Mickelson did this in the hope of shaping the ball both ways without altering his swing. The second driver was one inch longer with a lower center of gravity and more heel weighting to make it more draw-friendly. It paid off, as he won his second green jacket with a two-stroke victory.


6. Bubba’s mish-mash driver
At the par-5 13th on Sunday of the 2014 Masters, Bubba Watson unleashed one of the most memorable shots in recent Masters history – a 360-yard monster drive that sailed over the trees and beyond the creek, leaving him a sand wedge to the green from 140 yards.

Bubba Watson driver

The driver Watson used was unique. In fact, it was two drivers in one. The pink-headed Ping G25 (8.5°) featured the racing stripe on the crown found on Ping’s i25, making Watson’s one of a kind. Plus, it was pink and the shaft is a True Temper Grafalloy BiMatrx, a model he has used since 2004 made of graphite with the bottom section made from steel.


7. Choi bags four hybrids
Also at the 2011 Masters, Both YE Yang and KJ Choi decided to put not two…not three… but four hybrids in their bags in an attempt to conquer Augusta National. In fact, Choi’s lowest lofted iron was a 7-iron.

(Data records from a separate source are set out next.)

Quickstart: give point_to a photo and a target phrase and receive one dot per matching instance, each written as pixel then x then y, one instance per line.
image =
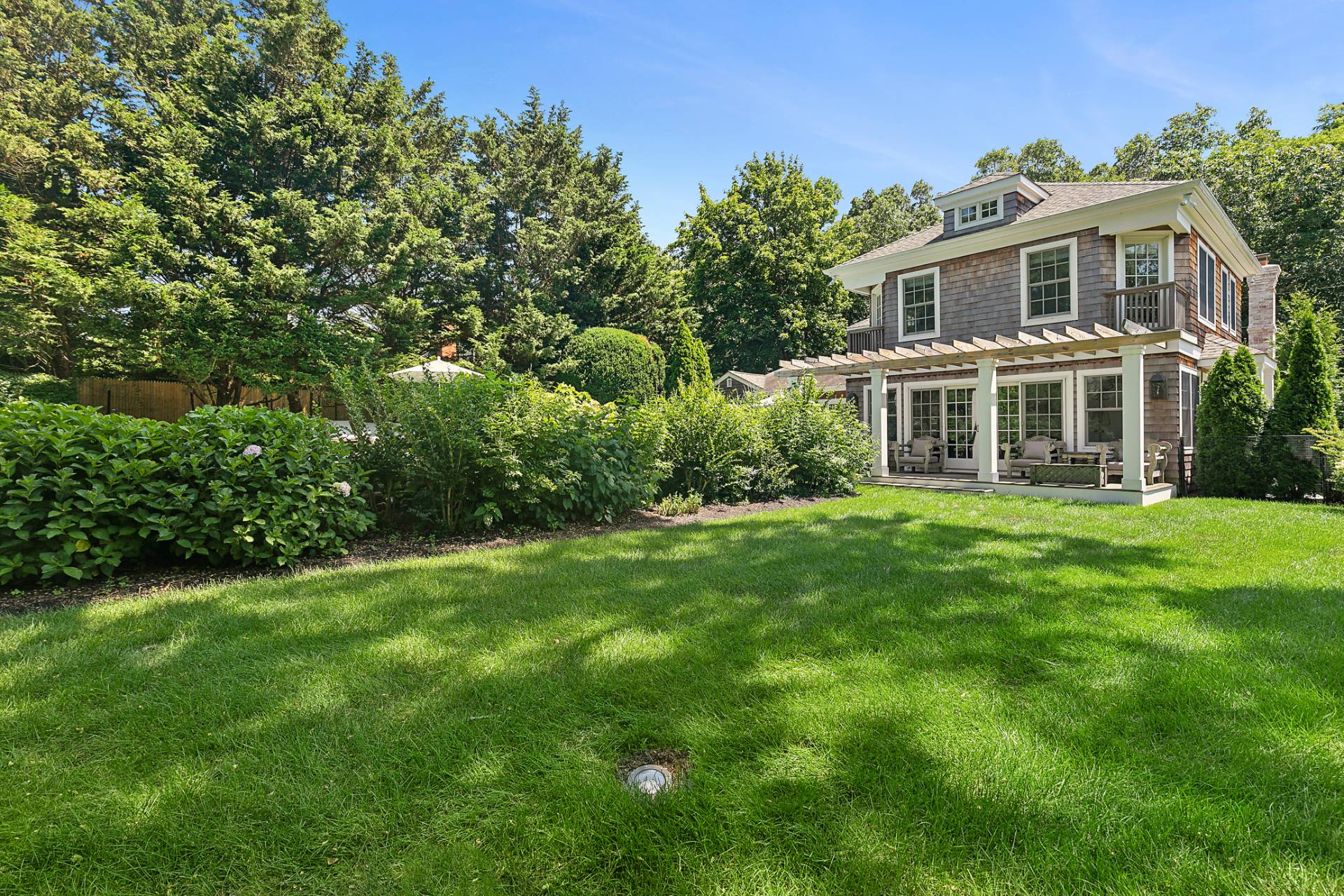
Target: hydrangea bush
pixel 83 493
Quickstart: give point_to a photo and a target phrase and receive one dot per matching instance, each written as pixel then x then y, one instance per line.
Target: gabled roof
pixel 1063 197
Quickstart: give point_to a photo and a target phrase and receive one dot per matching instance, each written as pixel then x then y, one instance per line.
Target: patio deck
pixel 969 482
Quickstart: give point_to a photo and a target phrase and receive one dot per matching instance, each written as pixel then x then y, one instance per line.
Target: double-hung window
pixel 1142 264
pixel 918 292
pixel 1031 409
pixel 1050 282
pixel 979 213
pixel 1104 407
pixel 1208 284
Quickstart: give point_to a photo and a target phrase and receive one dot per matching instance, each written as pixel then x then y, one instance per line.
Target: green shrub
pixel 1306 400
pixel 718 448
pixel 687 360
pixel 825 447
pixel 73 498
pixel 81 493
pixel 612 365
pixel 468 453
pixel 1227 429
pixel 253 485
pixel 36 387
pixel 679 504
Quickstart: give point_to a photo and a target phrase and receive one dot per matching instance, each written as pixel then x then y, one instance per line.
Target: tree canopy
pixel 756 265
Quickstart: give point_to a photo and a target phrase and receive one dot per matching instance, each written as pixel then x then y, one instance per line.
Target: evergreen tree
pixel 689 363
pixel 1227 429
pixel 1306 399
pixel 562 237
pixel 886 216
pixel 755 266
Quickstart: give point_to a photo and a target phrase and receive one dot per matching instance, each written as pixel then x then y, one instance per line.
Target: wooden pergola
pixel 986 355
pixel 1049 346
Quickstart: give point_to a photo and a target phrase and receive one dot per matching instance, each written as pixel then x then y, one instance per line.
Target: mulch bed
pixel 146 580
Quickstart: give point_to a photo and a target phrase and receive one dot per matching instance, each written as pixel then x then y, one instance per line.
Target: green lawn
pixel 901 692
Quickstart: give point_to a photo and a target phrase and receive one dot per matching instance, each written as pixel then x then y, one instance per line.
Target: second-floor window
pixel 976 213
pixel 1050 282
pixel 1208 280
pixel 918 293
pixel 1228 300
pixel 1142 264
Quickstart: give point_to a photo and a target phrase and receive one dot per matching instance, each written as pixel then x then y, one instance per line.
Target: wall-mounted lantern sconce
pixel 1158 387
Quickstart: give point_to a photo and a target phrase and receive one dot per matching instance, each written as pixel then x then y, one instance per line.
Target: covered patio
pixel 987 358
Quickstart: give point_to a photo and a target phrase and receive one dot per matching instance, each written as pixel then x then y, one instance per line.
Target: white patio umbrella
pixel 438 367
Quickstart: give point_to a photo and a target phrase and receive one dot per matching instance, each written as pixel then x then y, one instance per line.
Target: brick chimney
pixel 1262 307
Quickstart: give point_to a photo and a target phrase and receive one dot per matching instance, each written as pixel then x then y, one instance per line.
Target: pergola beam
pixel 937 355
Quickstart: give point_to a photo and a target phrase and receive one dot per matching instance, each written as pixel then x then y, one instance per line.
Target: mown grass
pixel 901 692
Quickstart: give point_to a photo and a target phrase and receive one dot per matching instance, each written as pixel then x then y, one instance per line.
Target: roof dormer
pixel 986 202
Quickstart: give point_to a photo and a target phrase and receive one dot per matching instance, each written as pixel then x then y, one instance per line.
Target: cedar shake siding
pixel 981 295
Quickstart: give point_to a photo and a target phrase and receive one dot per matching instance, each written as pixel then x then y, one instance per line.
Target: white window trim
pixel 1199 285
pixel 1227 279
pixel 1068 378
pixel 1167 260
pixel 901 305
pixel 980 219
pixel 1073 282
pixel 1082 398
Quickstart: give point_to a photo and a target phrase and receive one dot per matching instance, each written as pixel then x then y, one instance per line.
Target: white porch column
pixel 1132 377
pixel 987 419
pixel 878 419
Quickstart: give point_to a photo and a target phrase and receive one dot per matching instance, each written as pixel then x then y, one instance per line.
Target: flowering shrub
pixel 227 498
pixel 732 451
pixel 470 451
pixel 83 493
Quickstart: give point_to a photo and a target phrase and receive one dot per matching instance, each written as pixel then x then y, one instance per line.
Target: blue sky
pixel 866 94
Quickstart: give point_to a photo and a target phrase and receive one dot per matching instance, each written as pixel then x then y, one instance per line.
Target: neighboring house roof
pixel 772 383
pixel 436 367
pixel 1063 197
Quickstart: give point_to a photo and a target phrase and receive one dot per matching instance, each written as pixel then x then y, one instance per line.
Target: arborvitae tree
pixel 1227 429
pixel 1306 400
pixel 689 363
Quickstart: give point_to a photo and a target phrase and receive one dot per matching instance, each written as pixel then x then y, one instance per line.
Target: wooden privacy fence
pixel 168 400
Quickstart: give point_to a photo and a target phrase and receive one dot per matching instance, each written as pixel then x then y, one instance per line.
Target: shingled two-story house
pixel 1086 312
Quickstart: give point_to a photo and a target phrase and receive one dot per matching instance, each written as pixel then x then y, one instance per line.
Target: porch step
pixel 929 482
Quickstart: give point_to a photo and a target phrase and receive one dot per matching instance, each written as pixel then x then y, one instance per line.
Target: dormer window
pixel 979 213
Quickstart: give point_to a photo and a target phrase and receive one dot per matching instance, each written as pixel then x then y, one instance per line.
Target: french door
pixel 948 414
pixel 960 405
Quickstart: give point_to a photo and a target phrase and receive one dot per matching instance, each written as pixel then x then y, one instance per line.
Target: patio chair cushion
pixel 1037 450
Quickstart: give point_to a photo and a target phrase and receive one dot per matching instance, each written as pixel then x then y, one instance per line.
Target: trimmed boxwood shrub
pixel 38 387
pixel 1227 429
pixel 612 365
pixel 83 493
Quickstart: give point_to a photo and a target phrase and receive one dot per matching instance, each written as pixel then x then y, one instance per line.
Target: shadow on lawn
pixel 839 679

KJ Choi Masters Final Round

“In order to contend at major tournaments, I felt the need to get the ball up in the air better, higher, and to be able to stop the ball on the greens better,” said Choi, who finished T-8th. Yang finished T-20. There’s a lesson for us all here!
Other gear tweaks players are likely to make prior to the Masters…

Less wedge bounce
Augusta National’s incredibly tight turf and firm greens typically force players to make some adjustments to their wedges. The ball doesn’t sit up on the grass, so players typically go with less bounce to ensure the leading edge gets under the ball.

More loft from the tee
To help them shape the ball from right-to-left, a lot of right-handed players will opt for a slightly higher lofted driver or an extra fairway wood to help them shape the ball with a draw more easily. The extra fairway wood or hybrid will also help with the tee shot on the fourth or the second shots into the par fives.

Less putter loft
In 2014, Louis Oosthuizen noticed the ball was bouncing a bit on long putts during practice rounds, so he reduced the loft on his PING Ketsch putter to 2 degrees due to the speed of the greens. A lot of players will do the same this year.

Fresh grooves
Most players also put new wedges with fresh grooves in the bag for Augusta as they offer a little extra zip on the firm and fast greens.